Creíste que lo sabías, pero te equivocabas. Ahora sabes de verdad. Ahora vas a donde ella te lleva.

Ella y el Hombre Moreno regresaron al Stan's Drive-In. Eran las dos y cuarto de la madrugada. Acababan de follar y él estaba aburrido, quería deshacerse de aquella mujer desesperada y continuar con su vida. La combustión se había producido porque ella quería más. Más sexo o más atenciones masculinas. La promesa de una siguiente vez con flores y un trato más lujoso.

Confié en mi nueva teoría. Hacía que sintiese una poderosa oleada de amor hacia mi madre.

Yo era hijo suyo. Estaba tan enganchado como ella a aquel «querer más». La diferencia de sexo y la época me favorecían. Yo me había dedicado a beber y a follar con una aprobación general que ella nunca habría soñado tener. La suerte y la cautela del cobarde me salvaron.

Vi la cuesta abajo que ella había recorrido. Me había imbuido a la fuerza de un instinto de supervivencia que ella nunca había desarrollado. Su dolor era mayor que el mío. Definía el vacío que había entre nosotros.

Regresé a Connecticut y escribí mi artículo para
GQ
. No era nada catártico. No desconectó ese pequeño mecanismo. Ella siempre estaba allí, conmigo.
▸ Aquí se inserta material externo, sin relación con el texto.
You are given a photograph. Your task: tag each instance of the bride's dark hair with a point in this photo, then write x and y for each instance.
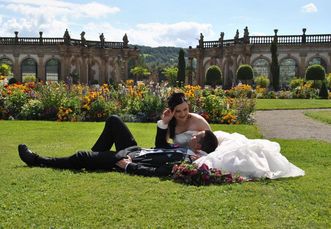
(174, 99)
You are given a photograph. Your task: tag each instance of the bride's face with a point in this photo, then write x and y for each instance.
(181, 112)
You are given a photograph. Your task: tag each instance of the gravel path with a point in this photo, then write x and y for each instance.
(291, 124)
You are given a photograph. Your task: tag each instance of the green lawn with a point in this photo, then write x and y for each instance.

Fue un abrazo torpe y una reunión. Fue un paso temerario. Fue una cita a ciegas a la que me habían empujado Helen y Bill Stoner.

Ahora vas a donde ella te conduce.

La idea me confundió. Entregué mi devoción con fe ciega.

16

Ella me señaló el camino que conducía a sus secretos. Su guía fue una provocación y un reto. Me desafiaba a descubrir cómo había vivido y cómo había muerto.

Decidí ampliar mi artículo para
GQ
, hacerlo cincuenta veces más largo y convertirlo en libro. A mi editor la idea le pareció bien. Bill Stoner se jubiló en abril. Me puse en contacto con él y le hice una oferta. Le dije que quería que investigase el homicidio de mi madre. Le pagaría un porcentaje del anticipo del libro y cubriría todos los gastos. Formaríamos equipo e intentaríamos encontrar al Hombre Moreno, vivo o muerto. Sabía que nuestras probabilidades eran mínimas, pero no me importaba. La pelirroja constituía mi principal objetivo.

Stoner aceptó.

El artículo de
GQ
se publicó en agosto. Se centraba en las figuras de mi madre y mía y en él se subrayaba nuestra ansia común de «tener más». Entregué la novela y alquilé un apartamento en Newport Beach, California. Stoner dijo que nuestro trabajo podía llevar un año, o más.

Volé allí el Día del Trabajo. En el avión, la gente hablaba de O.J. Simpson sin parar.

El caso ya tenía tres meses. Se había convertido en el asunto relacionado con el asesinato de una mujer más ventilado de todos los tiempos. El de la Dalia Negra había sido un caso importante —y angelino hasta la médula—, pero el de Simpson lo había eclipsado rápidamente. Era enorme, una escenificación épica, un circo multimedia representado sin disimulo y basado en la poco sostenible defensa de un robo con escalo frustrado por la víctima. Todo el mundo sabía que había sido O.J., pero los corifeos desafiaban el consenso y se volvían locos buscando la verdad oculta y algún precedente empírico. Los lacayos de los medios de comunicación atacaban la verdad con fuerza cada vez mayor. Consideraban el asunto O.J. como un tosco microcosmos. Era cosa de cocaína y sexo. Era narcisismo de club de salud y mutuas ataduras a pagos de pensiones mensuales de cinco cifras. Fue el público de bajo nivel económico quien definió el delito. Ese público ambicionaba el ostentoso estilo de vida de O.J. y no podía tenerlo. Por eso, se conformó con la representación teatral, de moralidad pestilente, que les decía que aquel estilo de vida era venal.

O.J. y el hombre Moreno. Nicole y Geneva.

Mi madre era una mujer muy reservada. Yo era dado a los faroles y un oportunista redomado. Siempre deseaba llamar la atención e intuía que ella nunca lo había hecho. Yo quería entregarla al mundo. Podría llamárseme secuestrador de recuerdos y señalar mis anteriores hazañas para demostrarlo.

Quizá fuera así, o quizá fuese un error. En vista de mi pasión recientemente desatada, me declararía culpable de tal delito.

Pero ella estaba muerta. Insensible. Preguntarse si lo entendería o no era ridículo. Yo tenía una faceta chismosa, descarada. Ella era el centro de mi relato.

El tema me preocupaba. Respetaba su intimidad y a la vez me disponía a destruirla. Sólo veía una salida.